La vicenda che ha portato alla condanna di Renato Soru per evasione fiscale è certamente meno rognosa dalla vicenda Graziano, e ovviamente non si tratta di personaggi accomunabili sotto nessun profilo. Ma la differenza scompare nel microuniverso dei potentati Pd. Da dovunque tu venga, chiunque tu rappresenti, fai parte di questa corte, accetti di “contemperare” i tuoi interessi e i tuoi obiettivi con quelli di cordate anche molto differenti e poi rispetti i patti.
Soru, si è dimesso dall’incarico, obbedendo peraltro a uno statuto del partito particolarmente permissivo (dimissioni obbligate solo dopo la condanna di primo grado, non al momento del rinvio a giudizio o dell’avviso di garanzia).
La condanna a tre anni di reclusione, inflitta dal tribunale di Cagliari al patron di Tiscali, per evasione fiscale di 2,6 milioni di euro è relativa ad un prestito fatto dalla società Andalas Ldt (sempre di Soru) a Tiscali. Un classico giochino delle tre carte tra società appartenenti allo sesso imprenditore e senza alcuna ragione commerciale.
La sentenza è stata emessa dal giudice monocratico Sandra Lepore. Il pm Andrea Massidda aveva sollecitato una condanna a quattro anni dell’europarlamentare, ex presidente della Regione e segretario del Pd in Sardegna.
«Non mi aspettavo questa sentenza, mi aspettavo di essere assolto, credo sia una sentenza ingiusta», ha detto Soru pochi minuti dopo la lettura della sentenza.
«Non ho mai voluto sottrarre soldi al Fisco. Ho dimostrato di aver investito su un progetto industriale, quello di Tiscali, e non sul volermi arricchire».
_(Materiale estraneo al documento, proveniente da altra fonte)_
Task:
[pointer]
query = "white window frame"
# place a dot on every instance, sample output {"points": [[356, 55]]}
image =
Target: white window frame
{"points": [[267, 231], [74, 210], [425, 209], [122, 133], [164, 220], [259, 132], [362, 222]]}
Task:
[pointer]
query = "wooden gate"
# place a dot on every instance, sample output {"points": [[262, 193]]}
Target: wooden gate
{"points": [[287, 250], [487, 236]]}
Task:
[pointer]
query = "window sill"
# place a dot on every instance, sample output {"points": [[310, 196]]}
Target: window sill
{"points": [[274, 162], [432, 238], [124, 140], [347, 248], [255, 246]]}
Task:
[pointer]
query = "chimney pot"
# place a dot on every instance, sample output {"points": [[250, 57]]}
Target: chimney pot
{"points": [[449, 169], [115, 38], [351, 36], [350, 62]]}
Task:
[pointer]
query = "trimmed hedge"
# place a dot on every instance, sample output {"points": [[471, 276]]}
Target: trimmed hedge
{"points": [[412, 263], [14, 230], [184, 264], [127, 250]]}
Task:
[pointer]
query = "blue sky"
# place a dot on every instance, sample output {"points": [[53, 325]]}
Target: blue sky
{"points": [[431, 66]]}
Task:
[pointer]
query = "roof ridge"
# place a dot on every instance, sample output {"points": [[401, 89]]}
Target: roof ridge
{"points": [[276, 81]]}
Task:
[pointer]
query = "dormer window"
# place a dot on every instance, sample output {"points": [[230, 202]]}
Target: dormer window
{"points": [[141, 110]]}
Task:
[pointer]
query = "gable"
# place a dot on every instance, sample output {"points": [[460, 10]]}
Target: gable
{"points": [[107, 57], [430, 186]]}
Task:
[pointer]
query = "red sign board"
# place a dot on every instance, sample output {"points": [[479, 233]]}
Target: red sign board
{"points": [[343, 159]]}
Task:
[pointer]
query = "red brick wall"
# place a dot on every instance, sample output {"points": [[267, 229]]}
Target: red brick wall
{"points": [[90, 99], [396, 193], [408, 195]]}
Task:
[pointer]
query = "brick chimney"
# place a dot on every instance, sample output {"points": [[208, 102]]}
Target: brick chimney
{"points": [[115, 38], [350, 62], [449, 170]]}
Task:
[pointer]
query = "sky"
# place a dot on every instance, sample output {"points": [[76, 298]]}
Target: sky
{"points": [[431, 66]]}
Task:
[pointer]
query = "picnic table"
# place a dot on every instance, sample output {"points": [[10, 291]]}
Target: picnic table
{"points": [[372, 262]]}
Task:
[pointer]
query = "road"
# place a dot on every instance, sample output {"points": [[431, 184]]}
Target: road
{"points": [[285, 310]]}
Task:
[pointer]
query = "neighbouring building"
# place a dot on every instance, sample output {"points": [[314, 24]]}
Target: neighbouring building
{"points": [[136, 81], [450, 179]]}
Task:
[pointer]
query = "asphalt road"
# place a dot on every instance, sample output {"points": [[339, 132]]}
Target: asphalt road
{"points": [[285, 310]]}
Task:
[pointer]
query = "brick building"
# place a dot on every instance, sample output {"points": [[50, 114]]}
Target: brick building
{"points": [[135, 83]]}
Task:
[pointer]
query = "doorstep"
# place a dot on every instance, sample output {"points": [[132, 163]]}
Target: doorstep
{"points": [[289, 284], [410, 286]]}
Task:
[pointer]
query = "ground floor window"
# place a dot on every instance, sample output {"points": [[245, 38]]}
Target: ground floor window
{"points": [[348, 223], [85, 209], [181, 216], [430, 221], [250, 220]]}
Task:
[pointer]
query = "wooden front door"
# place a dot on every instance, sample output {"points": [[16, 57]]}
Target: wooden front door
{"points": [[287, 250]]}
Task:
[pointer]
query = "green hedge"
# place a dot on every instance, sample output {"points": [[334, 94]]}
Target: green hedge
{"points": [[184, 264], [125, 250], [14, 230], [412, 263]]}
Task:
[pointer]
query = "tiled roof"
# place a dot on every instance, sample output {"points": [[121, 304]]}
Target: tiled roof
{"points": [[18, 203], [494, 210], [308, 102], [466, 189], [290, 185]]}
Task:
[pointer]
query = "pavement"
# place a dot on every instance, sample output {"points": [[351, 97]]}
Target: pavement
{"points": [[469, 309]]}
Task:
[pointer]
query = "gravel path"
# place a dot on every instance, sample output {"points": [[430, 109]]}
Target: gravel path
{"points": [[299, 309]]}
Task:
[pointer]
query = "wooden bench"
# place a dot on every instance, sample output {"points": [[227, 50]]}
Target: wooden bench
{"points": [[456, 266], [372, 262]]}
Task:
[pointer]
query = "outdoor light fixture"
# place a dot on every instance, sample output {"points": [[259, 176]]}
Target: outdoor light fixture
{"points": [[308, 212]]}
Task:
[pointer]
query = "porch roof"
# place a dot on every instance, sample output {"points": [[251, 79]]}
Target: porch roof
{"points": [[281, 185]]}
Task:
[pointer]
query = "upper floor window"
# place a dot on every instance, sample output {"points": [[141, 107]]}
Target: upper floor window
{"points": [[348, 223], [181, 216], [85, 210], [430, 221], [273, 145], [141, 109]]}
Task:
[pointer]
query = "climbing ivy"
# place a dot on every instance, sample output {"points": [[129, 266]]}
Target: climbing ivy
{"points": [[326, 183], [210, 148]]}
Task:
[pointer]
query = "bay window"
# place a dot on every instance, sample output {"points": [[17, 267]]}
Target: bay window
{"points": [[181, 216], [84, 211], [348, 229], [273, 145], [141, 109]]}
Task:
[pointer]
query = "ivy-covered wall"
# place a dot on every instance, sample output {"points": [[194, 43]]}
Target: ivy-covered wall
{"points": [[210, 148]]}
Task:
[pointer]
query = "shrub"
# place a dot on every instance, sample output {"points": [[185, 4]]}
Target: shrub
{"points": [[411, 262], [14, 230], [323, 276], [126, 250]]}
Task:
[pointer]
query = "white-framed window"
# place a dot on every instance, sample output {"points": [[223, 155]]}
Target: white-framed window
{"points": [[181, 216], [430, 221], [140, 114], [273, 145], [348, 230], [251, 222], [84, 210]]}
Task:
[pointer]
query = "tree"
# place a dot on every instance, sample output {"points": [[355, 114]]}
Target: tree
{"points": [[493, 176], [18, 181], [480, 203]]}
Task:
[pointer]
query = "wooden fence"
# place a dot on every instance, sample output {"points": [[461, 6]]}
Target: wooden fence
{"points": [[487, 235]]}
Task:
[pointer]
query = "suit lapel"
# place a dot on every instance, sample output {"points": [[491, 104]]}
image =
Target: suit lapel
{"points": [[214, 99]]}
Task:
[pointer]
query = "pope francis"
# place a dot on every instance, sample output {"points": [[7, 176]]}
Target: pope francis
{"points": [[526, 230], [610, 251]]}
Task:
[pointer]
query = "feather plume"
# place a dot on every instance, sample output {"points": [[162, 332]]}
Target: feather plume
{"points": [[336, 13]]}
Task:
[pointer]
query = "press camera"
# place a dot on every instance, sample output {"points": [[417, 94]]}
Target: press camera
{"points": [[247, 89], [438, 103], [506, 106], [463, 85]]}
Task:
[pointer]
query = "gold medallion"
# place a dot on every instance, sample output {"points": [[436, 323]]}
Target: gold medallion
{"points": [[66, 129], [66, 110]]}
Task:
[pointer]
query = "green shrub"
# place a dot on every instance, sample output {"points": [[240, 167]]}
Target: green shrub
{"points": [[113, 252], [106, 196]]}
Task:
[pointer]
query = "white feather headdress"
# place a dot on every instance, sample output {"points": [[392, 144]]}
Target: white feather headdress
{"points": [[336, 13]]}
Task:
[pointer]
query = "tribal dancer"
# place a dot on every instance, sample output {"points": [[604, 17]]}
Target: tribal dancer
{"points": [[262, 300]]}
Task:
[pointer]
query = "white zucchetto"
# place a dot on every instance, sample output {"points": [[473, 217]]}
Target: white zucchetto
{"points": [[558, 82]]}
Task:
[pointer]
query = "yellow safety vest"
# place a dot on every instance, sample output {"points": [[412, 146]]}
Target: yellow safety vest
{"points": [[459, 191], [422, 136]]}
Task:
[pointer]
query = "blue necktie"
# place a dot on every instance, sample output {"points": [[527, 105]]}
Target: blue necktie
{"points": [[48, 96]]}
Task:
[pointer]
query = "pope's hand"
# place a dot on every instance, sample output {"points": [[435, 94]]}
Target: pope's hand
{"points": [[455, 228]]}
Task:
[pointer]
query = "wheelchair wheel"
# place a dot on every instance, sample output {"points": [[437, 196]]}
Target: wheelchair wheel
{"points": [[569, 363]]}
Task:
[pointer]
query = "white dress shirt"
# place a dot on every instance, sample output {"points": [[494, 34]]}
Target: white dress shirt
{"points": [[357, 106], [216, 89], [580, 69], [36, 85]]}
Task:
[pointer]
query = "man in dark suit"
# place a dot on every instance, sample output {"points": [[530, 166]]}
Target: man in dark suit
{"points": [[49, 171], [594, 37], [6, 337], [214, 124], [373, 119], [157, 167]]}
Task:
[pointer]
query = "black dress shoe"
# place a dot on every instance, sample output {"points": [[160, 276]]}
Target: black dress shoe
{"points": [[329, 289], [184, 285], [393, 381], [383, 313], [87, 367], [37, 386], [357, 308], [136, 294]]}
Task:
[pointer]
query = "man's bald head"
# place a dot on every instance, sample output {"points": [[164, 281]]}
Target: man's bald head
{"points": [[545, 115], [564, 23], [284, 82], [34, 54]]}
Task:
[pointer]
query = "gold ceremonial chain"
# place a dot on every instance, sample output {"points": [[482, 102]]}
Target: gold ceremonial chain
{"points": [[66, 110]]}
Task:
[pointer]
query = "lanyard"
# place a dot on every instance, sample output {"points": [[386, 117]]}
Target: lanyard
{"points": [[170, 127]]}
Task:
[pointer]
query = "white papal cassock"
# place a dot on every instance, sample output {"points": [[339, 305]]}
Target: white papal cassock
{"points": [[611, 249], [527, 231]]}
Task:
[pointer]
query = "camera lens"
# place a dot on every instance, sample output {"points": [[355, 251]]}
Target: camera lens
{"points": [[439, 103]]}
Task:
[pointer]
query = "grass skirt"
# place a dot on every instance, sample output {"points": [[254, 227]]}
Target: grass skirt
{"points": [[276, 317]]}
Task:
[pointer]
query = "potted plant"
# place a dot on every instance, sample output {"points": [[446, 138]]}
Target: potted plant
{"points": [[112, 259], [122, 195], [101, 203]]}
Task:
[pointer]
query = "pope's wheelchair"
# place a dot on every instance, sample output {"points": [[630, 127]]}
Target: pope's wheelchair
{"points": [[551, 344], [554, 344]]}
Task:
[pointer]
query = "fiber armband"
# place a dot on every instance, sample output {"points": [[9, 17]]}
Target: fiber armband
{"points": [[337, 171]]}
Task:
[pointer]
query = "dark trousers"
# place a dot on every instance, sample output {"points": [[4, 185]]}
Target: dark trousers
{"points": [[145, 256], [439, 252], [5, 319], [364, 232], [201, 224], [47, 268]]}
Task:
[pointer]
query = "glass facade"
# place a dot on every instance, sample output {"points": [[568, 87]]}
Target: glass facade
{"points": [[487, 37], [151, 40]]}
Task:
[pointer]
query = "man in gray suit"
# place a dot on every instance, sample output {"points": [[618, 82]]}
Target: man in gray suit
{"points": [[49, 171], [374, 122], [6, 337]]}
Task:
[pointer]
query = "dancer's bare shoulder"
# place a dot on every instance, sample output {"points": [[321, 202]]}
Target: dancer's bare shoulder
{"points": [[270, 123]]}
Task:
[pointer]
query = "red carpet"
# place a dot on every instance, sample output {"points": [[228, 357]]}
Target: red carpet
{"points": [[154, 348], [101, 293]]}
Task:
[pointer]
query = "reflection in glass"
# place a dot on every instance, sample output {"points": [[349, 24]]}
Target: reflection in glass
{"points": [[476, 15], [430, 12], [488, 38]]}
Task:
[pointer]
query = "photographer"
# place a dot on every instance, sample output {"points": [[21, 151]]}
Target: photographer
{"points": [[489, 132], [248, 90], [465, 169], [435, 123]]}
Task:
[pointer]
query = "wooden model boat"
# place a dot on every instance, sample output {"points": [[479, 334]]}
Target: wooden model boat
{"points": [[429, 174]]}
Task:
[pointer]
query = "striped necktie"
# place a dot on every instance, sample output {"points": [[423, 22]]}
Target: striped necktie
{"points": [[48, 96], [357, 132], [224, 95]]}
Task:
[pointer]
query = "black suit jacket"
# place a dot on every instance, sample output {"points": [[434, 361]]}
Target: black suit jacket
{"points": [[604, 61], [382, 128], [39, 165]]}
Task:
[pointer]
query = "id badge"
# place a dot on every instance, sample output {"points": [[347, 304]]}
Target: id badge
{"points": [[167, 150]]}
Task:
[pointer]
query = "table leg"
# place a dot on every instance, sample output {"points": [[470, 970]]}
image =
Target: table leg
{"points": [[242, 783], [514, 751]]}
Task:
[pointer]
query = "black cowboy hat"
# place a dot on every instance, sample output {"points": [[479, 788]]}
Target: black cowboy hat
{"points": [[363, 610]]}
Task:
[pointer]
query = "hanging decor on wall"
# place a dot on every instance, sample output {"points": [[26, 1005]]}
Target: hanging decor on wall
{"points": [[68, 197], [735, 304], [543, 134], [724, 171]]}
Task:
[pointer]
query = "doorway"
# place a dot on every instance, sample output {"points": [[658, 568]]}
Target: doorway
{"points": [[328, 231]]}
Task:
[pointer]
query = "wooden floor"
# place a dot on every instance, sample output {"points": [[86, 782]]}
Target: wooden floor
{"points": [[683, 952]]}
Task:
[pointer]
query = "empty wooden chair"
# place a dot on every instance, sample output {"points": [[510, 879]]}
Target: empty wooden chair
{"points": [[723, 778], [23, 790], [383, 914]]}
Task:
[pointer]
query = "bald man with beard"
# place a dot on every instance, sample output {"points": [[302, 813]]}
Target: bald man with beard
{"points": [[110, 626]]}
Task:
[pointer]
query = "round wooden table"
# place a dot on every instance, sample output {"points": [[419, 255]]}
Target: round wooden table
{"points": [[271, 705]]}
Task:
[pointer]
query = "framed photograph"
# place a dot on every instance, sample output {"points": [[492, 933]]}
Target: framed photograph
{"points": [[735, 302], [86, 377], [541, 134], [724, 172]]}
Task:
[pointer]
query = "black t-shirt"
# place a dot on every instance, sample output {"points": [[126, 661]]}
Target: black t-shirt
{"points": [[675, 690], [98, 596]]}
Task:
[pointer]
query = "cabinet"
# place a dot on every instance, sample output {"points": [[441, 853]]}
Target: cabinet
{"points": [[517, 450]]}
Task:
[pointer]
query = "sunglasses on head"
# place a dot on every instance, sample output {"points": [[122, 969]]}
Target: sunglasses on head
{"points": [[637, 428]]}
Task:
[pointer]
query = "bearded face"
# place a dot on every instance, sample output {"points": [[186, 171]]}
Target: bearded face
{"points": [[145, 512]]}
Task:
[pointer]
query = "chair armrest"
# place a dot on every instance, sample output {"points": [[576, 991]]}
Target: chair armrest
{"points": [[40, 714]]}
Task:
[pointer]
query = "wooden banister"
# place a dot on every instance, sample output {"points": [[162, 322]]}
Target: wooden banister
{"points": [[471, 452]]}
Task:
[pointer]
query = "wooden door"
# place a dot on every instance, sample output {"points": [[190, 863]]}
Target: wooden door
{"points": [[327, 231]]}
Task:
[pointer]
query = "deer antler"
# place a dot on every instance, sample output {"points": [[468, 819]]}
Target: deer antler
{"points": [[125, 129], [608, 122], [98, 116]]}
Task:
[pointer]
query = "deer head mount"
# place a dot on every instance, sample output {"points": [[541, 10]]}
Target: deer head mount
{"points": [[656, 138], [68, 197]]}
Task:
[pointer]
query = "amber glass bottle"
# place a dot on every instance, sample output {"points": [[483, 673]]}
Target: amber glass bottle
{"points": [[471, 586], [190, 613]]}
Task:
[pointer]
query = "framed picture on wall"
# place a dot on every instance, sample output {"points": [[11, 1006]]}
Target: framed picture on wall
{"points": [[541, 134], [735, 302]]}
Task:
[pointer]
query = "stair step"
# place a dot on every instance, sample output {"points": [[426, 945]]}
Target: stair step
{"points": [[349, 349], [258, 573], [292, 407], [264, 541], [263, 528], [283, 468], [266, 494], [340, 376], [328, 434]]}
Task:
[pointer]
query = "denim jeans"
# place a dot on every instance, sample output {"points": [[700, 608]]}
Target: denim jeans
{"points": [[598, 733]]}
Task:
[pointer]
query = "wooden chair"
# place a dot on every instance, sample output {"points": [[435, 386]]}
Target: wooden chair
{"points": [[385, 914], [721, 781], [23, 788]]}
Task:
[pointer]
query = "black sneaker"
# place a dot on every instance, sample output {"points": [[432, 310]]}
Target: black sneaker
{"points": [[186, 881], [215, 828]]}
Stando alle accuse, legate a una complessa ed estremamente tecnica controversia fiscale, nel 2004 la società londinese avrebbe concesso un prestito di oltre 27 milioni di euro alla Tiscali finance. La società con sede a Cagliari, a Sa Illetta, nei cinque anni successivi avrebbe restituito parte del debito versando anche gli interessi alla Andalas. Soldi che non sarebbero stati mai dichiarati al fisco né inglese né italiano. Da qui le contestazioni che Soru, presidente della Regione Sardegna dal 2004 al 2008, aveva cercato di respingere punto per punto.
I suoi legali avevano sostenuto che Soru, all’epoca dei fatti contestati, svolgeva il suo ruolo di presidente della Regione Sardegna in modo maniacale che lo portava, a loro dire inevitabilmente, a trascurare le sue aziende.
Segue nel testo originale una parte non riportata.